De même que les alluvions de la Cochinchine, le Cambodge, sol excellent, plaine irrigable, profite plus aux Chinois qu’aux Français. Par la paresse des Cambodgiens et par l’absence des Européens, l’héritier des constructeurs de la Grande Muraille fait peu à peu du Cambodge une colonie commerciale de l’empire du Milieu. La France est loin et la Chine est près ; la France est petite et la Chine est grande ; le Tropique nous énerve, il ne fatigue point les Chinois.

Phnom-Penh[1] (30 000 habitants), sur le Mécong, a succédé comme capitale à Oudong, ville aux maisons de bambou. À une quinzaine de kilomètres des rives plates du Grand Lac, aujourd’hui en pays siamois grâce à notre condescendance, Angkor fut le siège de l’empire des Khmers.
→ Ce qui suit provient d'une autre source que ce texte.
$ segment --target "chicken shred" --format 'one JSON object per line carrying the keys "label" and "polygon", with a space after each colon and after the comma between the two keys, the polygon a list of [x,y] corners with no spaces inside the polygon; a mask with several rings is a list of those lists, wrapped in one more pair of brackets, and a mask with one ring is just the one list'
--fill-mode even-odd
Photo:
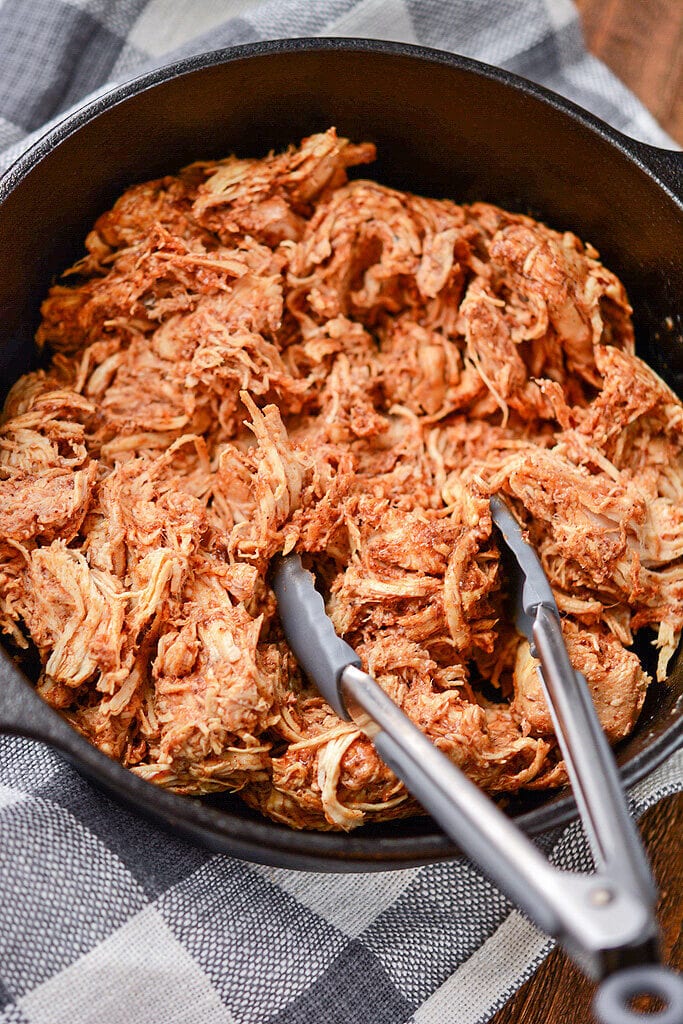
{"label": "chicken shred", "polygon": [[683,627],[683,406],[592,246],[350,180],[334,131],[129,189],[42,306],[0,425],[0,626],[143,778],[296,828],[419,813],[301,675],[267,570],[494,794],[565,781],[489,496],[528,531],[612,742]]}

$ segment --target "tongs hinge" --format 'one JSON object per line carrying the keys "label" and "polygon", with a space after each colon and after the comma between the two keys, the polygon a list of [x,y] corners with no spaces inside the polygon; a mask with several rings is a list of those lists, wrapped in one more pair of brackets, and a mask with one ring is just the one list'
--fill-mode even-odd
{"label": "tongs hinge", "polygon": [[561,871],[414,725],[378,683],[344,669],[346,709],[382,760],[488,876],[556,935],[593,977],[651,959],[657,925],[637,895],[611,876]]}

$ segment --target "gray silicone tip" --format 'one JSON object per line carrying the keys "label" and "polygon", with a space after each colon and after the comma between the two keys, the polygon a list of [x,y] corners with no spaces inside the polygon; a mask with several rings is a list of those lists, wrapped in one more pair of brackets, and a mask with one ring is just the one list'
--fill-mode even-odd
{"label": "gray silicone tip", "polygon": [[559,618],[555,596],[534,548],[524,539],[521,526],[513,516],[506,501],[498,494],[490,499],[491,517],[501,532],[503,540],[512,552],[519,571],[523,574],[524,588],[522,601],[527,615],[534,617],[539,605],[550,608]]}
{"label": "gray silicone tip", "polygon": [[330,707],[348,719],[340,691],[341,675],[348,665],[360,667],[361,662],[335,633],[312,573],[304,569],[298,555],[277,556],[271,583],[282,628],[297,661]]}

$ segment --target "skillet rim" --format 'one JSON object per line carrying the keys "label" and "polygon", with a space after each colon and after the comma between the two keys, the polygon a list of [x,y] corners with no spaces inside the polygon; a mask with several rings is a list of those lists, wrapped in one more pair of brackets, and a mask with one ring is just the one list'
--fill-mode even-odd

Dans une enceinte que Paris remplirait à peine, cette métropole abritait un peuple dont de puissants architectes ont consacré la grandeur : tours et murailles, immense temple bouddhiste, terrasses, palais sculptés, larges fossés, lacs artificiels, digues énormes, avenues de géants de pierre, dragons fantastiques, ce qui tient droit, ce qui s’effondre, ce que les siècles ont amassé de décombres aussitôt saisis par la forêt, Angkor fut une Athènes dont la langue ne nous a point laissé d’harmo-

  1. Le mot cambodgien Phnom veut dire montagne.